Natural language unreadability

Show this text to a native English speaker

SELECT * 
FROM users
WHERE age>=18 AND name LIKE 'J%'

and if his IQ is above 60, he will easily explain what this text is about and what is done when implementing this text as a program.

Show a genius unfamiliar with JS this text

const f = () => 42;

and he will understand nothing. Constant? f are these parentheses? Are the parentheses going to a number? What is this?

I was always glad that PHP is far from sacrificing code readability for the sake of brevity. I was glad that it was far from JS, where the principle of code readability has been abandoned in favour of “write fewer characters, no one will read this code anyway.”

Now I realised that PHP 8 will break the principle of natural code readability. And apparently irrevocably.

Just look at these examples (wiki.php.net/rfc/constructor_promotion) :

class Point {
public function __construct(
public float $x = 0.0,
public float $y = 0.0,
public float $z = 0.0,
) {}
}

Now, instead of the constructor arguments, we immediately declare properties and set their values from the arguments.

Guess what comes after the “=” characters? The initial property values? Or the default values of the constructor arguments? It’s impossible to guess. Find out by reading the code — too. This is bad. Another place to memorise

(wiki.php.net/rfc/property_write_visibility)

class User {
public:private int $id;
public:protected string $name;
}

Public-private property? Seriously? How is it to be understood from this code that it is a readable and a writable property?

(wiki.php.net/rfc/conditional_break_continue_return)

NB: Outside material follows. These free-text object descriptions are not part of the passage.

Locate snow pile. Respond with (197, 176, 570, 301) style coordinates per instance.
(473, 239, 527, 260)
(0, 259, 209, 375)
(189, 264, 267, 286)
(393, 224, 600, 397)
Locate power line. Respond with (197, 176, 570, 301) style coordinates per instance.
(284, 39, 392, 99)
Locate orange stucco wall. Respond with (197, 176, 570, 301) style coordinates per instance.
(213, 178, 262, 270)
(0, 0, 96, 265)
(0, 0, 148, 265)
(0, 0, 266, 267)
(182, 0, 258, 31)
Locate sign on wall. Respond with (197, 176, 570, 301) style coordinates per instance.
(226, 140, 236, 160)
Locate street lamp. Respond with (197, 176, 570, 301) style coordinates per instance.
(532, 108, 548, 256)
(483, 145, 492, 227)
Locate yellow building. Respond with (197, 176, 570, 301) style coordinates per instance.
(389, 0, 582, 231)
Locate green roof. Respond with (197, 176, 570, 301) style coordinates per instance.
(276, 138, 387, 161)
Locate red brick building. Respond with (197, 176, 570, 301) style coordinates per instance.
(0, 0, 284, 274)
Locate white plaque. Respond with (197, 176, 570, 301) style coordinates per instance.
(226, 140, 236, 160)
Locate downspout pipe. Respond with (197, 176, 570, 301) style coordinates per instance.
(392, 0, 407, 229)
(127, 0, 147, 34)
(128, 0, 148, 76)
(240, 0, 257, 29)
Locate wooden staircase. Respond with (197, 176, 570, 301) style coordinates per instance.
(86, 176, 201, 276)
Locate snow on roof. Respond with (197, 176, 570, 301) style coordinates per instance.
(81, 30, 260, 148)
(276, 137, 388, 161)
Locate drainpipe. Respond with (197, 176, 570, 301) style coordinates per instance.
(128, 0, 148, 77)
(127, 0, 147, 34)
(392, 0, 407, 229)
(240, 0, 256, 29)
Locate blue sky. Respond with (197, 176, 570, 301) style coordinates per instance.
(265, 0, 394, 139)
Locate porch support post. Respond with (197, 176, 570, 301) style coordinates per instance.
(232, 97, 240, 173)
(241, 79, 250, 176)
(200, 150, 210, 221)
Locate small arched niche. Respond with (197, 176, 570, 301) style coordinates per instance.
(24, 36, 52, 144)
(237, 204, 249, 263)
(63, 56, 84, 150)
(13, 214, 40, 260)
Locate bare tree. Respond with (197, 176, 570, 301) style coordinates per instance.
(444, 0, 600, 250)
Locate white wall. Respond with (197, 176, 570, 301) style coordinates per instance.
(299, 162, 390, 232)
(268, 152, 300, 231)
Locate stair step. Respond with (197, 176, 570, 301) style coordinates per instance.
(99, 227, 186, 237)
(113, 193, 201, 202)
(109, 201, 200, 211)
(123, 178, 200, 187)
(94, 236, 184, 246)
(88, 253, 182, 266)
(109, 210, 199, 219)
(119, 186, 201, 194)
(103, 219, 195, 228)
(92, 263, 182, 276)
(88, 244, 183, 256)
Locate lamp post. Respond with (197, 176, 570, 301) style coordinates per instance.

function divide($dividend, $divisor = null) {
return if ($divisor === null || $divisor === 0): 0;
return $dividend / $divisor;
}

Seriously, does anyone need this? Has anyone used PHP for years and suffered from not being able to use “return … if” instead of “if … return”? Do we really need a new master Yoda syntax for the mundane if and return?

Too many ways to do the same thing

PHP has always violated the famous principle “There must be one and only one way …”. But it has done it intelligently, gradually and sensibly.

Now that principle has been trampled on and destroyed. Every RFC we get says, “Let’s add another way to write “if” because I’ve seen this in Perl / Python / Ruby!” — and justifications other than “I’ve seen it” are generally not given.

We had three ways of doing the following:

if ($y == 0)
return 0;
if ($y == 0) {
return 0;
}
if ($y == 0):
return 0;
endif;

Not very good, you need to explain: why there are three of them, why you shouldn’t write code without operator brackets, and why you need an alternative syntax.

But this is not enough! Wait a little more and you will see:

// revolutionary Yoda-If
return if ($y == 0): 0;

This is how the functions were called:

foo(bar($baz));

You will soon see this:

$baz |> 'bar' |> 'foo'

brilliant, isn’t it? It is immediately clear that this is a function call!

Conclusion

PHP is evolving. This is an important process that affects a huge number of people and affects the entire programming community.

However, the feeling begins to emerge that development is going somewhere wrong. I fear that the changes being adopted will lead to shorter and less readable code, providing more and more ways to do the same thing in different ways, and taking more and more time to learn all these methods.

I don’t want to see a new Perl in place of PHP in a year. And you?